It's the quality of the singing, and the other band performances, that I think make this album. Everyone knows that Hurricane is a great song: you only have to compare it with the film to be impressed by how Bob achieves more in eight and a half minutes, and more memorably, than others' words and pictures can accomplish in two and a quarter hours. Arguably, however, Joey is not such a great song: it's even longer than Hurricane, and I think it was Michael Gray
who argued that, by taking a gangster as his hero, rather than an innocent and dignified boxer, Dylan undermined his own moral standpoint (Gray was writing pre-Sopranos!). Particularly with the lines "And someday if God's in heaven overlookin' His preserve / I know the men that shot him down will get what they deserve". But the way Bob sustains the animation in the words makes the song zip along at a fair old rate and convince you of its righteousness.
And the intro to One More Cup of Coffee, just those first twelve bars or so, aren't they just great — in a very 1975 way?
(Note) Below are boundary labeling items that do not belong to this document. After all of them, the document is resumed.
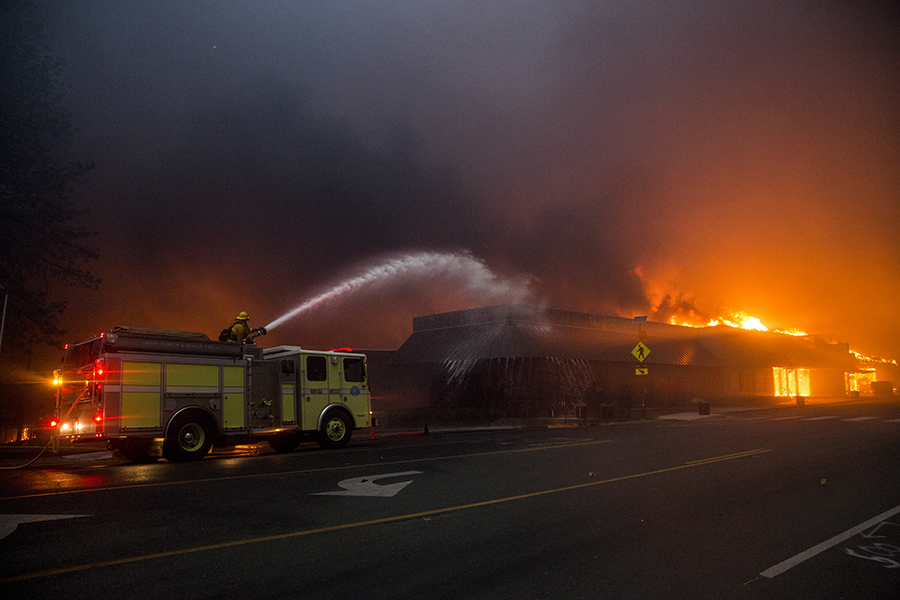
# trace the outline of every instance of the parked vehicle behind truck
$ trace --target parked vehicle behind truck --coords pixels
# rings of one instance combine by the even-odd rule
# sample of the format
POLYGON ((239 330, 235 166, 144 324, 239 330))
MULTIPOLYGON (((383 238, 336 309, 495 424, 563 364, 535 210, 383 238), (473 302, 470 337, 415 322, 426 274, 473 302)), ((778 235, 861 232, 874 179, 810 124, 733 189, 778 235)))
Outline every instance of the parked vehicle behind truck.
POLYGON ((374 425, 360 353, 116 327, 68 347, 54 379, 59 437, 106 440, 136 462, 263 439, 279 452, 304 439, 340 448, 374 425))

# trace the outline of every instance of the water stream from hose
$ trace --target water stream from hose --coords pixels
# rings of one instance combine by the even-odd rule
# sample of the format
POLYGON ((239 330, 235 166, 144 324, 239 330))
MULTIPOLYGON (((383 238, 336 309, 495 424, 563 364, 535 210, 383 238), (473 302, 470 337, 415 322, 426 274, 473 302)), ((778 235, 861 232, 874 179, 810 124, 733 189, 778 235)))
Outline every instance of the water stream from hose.
POLYGON ((465 294, 486 301, 516 303, 530 296, 525 281, 499 277, 483 262, 468 253, 422 252, 390 258, 366 269, 286 312, 266 325, 266 331, 271 331, 285 321, 362 288, 409 276, 452 279, 465 294))

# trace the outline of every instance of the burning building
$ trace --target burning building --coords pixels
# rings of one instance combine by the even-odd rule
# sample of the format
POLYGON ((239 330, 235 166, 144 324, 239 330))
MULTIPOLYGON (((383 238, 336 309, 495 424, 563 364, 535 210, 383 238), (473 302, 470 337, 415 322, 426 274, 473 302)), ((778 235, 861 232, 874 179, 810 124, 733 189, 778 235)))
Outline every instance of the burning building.
POLYGON ((866 372, 847 344, 817 336, 638 320, 525 305, 416 317, 373 369, 375 409, 432 422, 599 418, 843 396, 866 372))

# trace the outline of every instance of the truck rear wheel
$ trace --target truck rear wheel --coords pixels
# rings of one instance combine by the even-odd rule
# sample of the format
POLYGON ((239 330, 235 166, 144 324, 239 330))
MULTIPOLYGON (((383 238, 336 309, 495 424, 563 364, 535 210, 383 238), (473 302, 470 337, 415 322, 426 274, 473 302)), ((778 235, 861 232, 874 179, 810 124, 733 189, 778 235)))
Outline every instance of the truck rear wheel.
POLYGON ((163 456, 172 462, 200 460, 212 448, 213 427, 202 413, 183 413, 169 423, 163 456))
POLYGON ((350 441, 350 420, 341 411, 328 413, 316 441, 323 448, 343 448, 350 441))

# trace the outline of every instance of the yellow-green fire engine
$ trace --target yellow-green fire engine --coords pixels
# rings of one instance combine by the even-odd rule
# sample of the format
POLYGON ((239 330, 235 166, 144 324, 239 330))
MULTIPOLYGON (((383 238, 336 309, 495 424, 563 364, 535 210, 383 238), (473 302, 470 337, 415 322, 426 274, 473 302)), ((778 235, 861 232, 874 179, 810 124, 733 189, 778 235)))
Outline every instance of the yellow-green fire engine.
POLYGON ((349 351, 116 327, 68 347, 55 379, 59 437, 106 440, 136 462, 261 439, 279 452, 305 438, 340 448, 375 425, 366 356, 349 351))

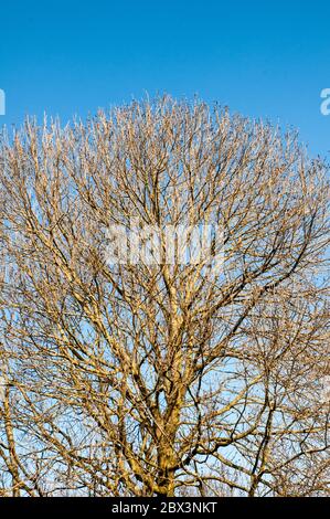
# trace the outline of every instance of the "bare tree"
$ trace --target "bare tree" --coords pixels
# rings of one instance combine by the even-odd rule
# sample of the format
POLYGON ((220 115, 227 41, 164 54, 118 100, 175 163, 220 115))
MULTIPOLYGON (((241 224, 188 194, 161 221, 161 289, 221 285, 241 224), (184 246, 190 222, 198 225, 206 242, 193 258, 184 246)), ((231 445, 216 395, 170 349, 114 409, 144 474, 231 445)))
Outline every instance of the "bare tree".
POLYGON ((329 495, 326 174, 168 97, 3 133, 0 494, 329 495))

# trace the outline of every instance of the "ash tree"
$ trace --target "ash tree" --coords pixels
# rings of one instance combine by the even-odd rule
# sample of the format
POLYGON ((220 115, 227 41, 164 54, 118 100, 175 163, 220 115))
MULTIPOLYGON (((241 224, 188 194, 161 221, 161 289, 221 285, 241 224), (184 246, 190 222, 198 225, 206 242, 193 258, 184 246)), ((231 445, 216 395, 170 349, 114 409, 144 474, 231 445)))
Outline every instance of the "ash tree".
POLYGON ((0 495, 329 495, 328 202, 200 102, 2 131, 0 495))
Robert Plant's cover is good, but can't match that intro.
I so much prefer these performances to those on the Rolling Thunder revue. Lucy likes it too: she came in to the music room to say so.
I still group this album with Slow Train Coming for several reasons. I think the singing is great on that album, too. I got to know both albums at first through the C90 cassette that I recorded from a friend's LPs in 1982. And I bought both on CD about 20 years later as part of the great Fopp 'Fiver' Feeding Frenzy.
So what do you make of Bob ripping off the cover idea from John Phillips? Why?